Thursday, April 16, 2009

My Cousin



This is the way I remember my cousin when we were kids. He was a great friend, an avid listener, and happened to be a great poet. He did a bunch of unconventional things like writing poems half of them on the paper, half on the kitchen table, all would make sense, but then put together would take a different dimension.

This would've been me if I would've lost all those pounds that I promised.

Monday, April 13, 2009

I've Never Needed Much to Play

I wasn't a solitary kid, actually, I always liked people, but when you're little you don't always have friends available. I used to day dream a lot, sometimes already in bed, I'd spend quite some time thinking.

Tuesday, April 7, 2009

I Was Born Backwards

Here, you can see the doctor telling my mom "Mhh! I'm not sure how am I going to take this child out, but I know is a boy." Then, after a few twists, I was expelled from Paradise.
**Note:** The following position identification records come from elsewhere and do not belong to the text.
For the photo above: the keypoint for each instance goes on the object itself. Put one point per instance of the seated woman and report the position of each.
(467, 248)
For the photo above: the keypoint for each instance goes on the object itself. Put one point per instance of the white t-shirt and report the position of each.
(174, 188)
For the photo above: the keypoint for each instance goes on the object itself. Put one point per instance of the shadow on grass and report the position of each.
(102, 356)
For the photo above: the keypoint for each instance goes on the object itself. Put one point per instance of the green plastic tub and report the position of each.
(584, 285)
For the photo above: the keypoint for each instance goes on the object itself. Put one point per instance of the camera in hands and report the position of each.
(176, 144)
I was told I was born backwards. I think that is why I've been always a few animation frames behind the action. Oh, and in my lipsync also because English is not my native tongue. That didn't make me Benjamin Buttons, but I feel sometimes younger and younger, specially when I see those great artists and I feel pretty sure I know less every day.

Tuesday, March 31, 2009

Easing in


Story has been my passion since I was really young. I used to invent tales in the fly to my younger sister, my youngest brother, and my cousin. I guess because I was two years older than my sister, and four years older than my brother, I could enjoy their faithful attention. I was around six. I would have a great time making stories up. Since early I realized that when there was a problem to solve, or a big "conflict" I would say now, the more intrigued my young audience would be. They wanted to know what happened after, what the characters would do. I remember also embellishing the characters, describing their physical features, telling them about their attributes, the more fantastic the better. We would spend hours talking, each session was a journey, sometimes they would give me cues to continue, and then there I would go, really enjoying the creation.
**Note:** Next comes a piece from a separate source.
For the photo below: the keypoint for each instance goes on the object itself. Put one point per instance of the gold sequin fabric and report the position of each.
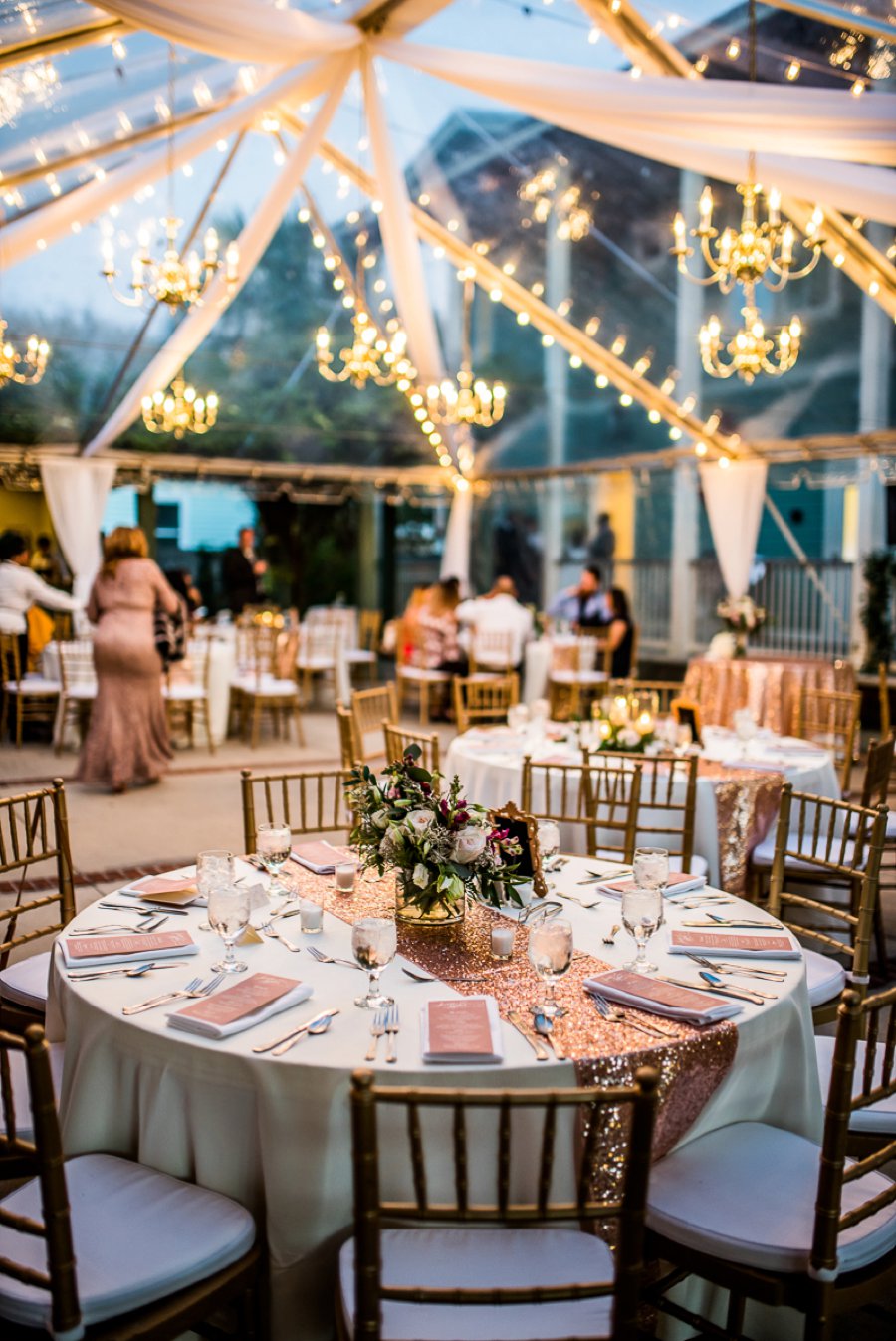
(691, 1065)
Story was present in almost every activity of my life. If I was going to sleep, I would play with my hands over the quilt, and I had then two dinosaurs running and jumping, or they would by flying horses, or little people talking or fighting or merely playing until I would fall sleep. There was a piano in a second floor (!) --indeed--, I never understood why they wanted it up there. That floor was a chemistry lab, a classroom, a library, and a studio. I would go to the piano and tell stories with the notes, the high ones and the grave ones would have each one something to say, and to fight for. Fights were funny. There were pigeons in the roof, and bats, and there were books of all kinds. It was there where I met with story and drawing: Milton's "Lost Paradise", illustrated by Gustave Doré! I lost my sleep, but I would go back to it over and over and explore avidly each one of the engravings, hypnotized by the epic celestial battles, impressed of the armies of angels, and horrified of the transformation of the fallen angels. From feathers to bat membranes, from clouds to thick swamps, from birds to reptiles. That was my first encounter with the power of merging image and event that I remember.